1188 10:57:52.292  [3560] (AcceleratorService) <Guaranteed Sampling Thread:4692> EV-L {GuaranteedSampling} {C2} {JC}     ...there are no captured items to process
1189 10:57:52.292  [3560] (AcceleratorService) <Guaranteed Sampling Thread:4692> EV-L {GuaranteedSampling} {C2} {JC} Step 1: Processed 0 captured items
 

This log only reports Step 1, which is the step we use to translate KVSSavesetID entries.  Please chech the tblConfig table contents to see if the sampling status is still showing as Started.  If it is, we'll have to manually reset things.

Also, please run the following SQL queries against your CA Customer database so we can get an idea of where things are.

-- Query 1: Count total rows in tblVaultSamples table
SELECT COUNT(*) FROM tblVaultSamples

- Query 2: Count total rows with no KVSSavesetID entries
SELECT COUNT(*) FROM tblVaultSamples WHERE KVSSavesetID IS NULL

  • If the counts match, then we're still having a problem translating the KVSSavesetID entries.  If the count's don't match, then we're processing those properly, but we have nothing new captured to process yet.

 - Query 3: Determine the current Sampling status and date/time
SELECT * FROM tblConfig

That should do it for now.  I look forward to seeing the results of these queries.

 

Next012
Level 3

Hi Ken,

 

I can confirm the tblConfig Sampling : Status remains as Started and has consistently remained Started unless changed.  If changed and the sampling service is run, it will change back to Started but never show as Finished.

 

SELECT COUNT(*) FROM tblVaultSamples totals at 364855 (yikes.)

SELECT COUNT(*) FROM tblVaultSamples WHERE KVSSavesetID IS NULL totals at 0

 

Sampling : Last First Pass Sample - 2013-10-29T10:40:02.7229267-05:00

Sampling : Last Sample - 2013-10-13T00:00:00.000

I show the first item to be processed in the sample vault as 2013-10-14 00:11:37.320

 

 

Thanks!

Kenneth_Adams
Level 6
Employee Accredited Certified

364,855 may well be too many items to process.  Let's get a new dtrace of the AcceleratorService process, but let do it a bit differently.

  1. Start the dtrace and get it logging to a file of your path and name choice.
  2. Restart EVAMS.
  3. Let the dtrace run for another 10 to 15 minutes.
  4. Stop the dtrace and send it in so I can review it.

We may just need a restart of EVAMS to kick start the processing.  If that does not work. we'll have to work through a Support ticket to manipulate the database to clear the 4 Sampling related tables and reset the sampling status. We can leave the last sampled date alone, though.

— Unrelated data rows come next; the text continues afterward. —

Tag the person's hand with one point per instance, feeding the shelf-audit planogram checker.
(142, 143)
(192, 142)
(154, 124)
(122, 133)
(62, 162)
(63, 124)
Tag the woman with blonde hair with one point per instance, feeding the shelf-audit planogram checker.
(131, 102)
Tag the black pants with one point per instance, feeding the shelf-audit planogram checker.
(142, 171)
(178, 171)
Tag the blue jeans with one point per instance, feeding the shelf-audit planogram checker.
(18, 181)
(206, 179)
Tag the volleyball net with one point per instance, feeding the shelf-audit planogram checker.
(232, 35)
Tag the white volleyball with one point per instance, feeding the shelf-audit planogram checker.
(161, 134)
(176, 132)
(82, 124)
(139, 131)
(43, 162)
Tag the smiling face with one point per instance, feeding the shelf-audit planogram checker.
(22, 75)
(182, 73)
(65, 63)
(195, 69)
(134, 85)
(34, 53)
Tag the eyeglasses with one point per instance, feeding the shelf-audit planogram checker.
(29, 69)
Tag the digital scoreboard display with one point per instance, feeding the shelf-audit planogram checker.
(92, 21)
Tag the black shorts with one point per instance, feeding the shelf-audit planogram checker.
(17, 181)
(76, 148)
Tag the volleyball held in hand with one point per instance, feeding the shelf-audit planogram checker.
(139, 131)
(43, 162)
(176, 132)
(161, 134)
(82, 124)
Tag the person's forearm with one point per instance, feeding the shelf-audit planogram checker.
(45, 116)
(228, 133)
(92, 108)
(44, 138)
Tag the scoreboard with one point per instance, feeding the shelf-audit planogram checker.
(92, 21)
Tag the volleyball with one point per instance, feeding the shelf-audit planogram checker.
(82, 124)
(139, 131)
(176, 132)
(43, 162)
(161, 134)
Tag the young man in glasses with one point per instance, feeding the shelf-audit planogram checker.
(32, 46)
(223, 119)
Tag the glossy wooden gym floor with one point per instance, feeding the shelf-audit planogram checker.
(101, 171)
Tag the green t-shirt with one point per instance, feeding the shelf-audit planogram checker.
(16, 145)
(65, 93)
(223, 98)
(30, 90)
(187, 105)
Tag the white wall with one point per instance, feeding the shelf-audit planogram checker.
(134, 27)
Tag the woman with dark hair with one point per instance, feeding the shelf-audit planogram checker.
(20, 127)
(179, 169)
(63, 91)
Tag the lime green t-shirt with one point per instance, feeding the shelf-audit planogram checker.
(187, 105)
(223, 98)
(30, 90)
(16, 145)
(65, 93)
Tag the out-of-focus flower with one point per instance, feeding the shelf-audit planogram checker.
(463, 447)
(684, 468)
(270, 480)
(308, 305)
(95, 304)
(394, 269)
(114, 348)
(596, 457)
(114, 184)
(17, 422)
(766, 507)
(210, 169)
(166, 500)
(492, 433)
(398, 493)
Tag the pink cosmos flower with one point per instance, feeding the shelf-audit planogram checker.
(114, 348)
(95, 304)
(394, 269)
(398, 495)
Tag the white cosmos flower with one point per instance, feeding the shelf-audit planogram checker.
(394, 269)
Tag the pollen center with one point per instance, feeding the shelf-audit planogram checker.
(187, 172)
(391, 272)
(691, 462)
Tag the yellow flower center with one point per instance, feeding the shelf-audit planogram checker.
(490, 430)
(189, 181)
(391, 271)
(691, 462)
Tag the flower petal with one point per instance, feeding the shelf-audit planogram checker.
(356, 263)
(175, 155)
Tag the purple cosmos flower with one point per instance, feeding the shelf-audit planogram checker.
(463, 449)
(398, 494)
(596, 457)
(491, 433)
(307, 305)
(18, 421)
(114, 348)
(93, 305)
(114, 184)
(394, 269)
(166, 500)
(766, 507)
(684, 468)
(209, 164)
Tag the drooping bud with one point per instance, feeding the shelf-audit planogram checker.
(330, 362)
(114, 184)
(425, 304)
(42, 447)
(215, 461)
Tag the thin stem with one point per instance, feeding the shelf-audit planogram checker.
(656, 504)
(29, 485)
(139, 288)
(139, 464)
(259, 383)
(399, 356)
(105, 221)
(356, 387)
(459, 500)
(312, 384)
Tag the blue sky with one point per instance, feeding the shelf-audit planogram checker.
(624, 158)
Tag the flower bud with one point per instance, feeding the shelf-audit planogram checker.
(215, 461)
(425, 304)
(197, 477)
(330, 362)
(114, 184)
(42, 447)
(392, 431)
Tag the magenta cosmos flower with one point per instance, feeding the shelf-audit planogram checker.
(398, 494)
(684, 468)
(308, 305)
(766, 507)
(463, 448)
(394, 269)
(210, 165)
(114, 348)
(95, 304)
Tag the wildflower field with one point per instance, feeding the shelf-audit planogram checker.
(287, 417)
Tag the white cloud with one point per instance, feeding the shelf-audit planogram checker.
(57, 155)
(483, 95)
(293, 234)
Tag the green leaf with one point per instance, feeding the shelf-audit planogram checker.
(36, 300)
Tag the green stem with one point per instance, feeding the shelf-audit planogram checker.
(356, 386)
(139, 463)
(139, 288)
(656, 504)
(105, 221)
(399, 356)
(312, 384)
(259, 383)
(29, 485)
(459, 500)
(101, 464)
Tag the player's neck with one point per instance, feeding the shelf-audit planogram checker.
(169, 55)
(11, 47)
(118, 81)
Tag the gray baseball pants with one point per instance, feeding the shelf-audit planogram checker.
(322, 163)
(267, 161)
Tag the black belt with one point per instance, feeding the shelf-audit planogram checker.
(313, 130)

I have to go to a meeting, so I won't be able to respond for a while. I'll get back to you as soon as I can after reviewing the dtrace log.

 

Next012
Level 3

We're on the same page :)  Already posted a trace in the response above.  I've attached it here as well.

 

I'd like to run the trace prior to the start of the sampling and during the sampling processing.  Is it possible to restart the processing job or would that cause underlying issues that you're aware of?

Kenneth_Adams
Level 6
Employee Accredited Certified

I just looked at the new dtrace.  It shows Step 6 processing through the Departments.  We now know that the Random Sampling processing is trying to complete.

Please keep an eye on the Random Sampling processing.  You can do this by monitoring a dtrace of the AcceleratorService, as you've done before, and look for Step.  If you see Step 7, you can relax as any out of memory errors would occur in Step 6.  Getting to Step 7 means the Step 6 processing has completed.

If you see out of memory errors in Step 6, we'll have to clear the 4 tables and reset the last sampling status. Not seeing any out of memory errors just means we're still processing through the items that should complete.  Due to the high number of items you've got to process through, I suspect the Random Sampling processing will take a few hours to complete.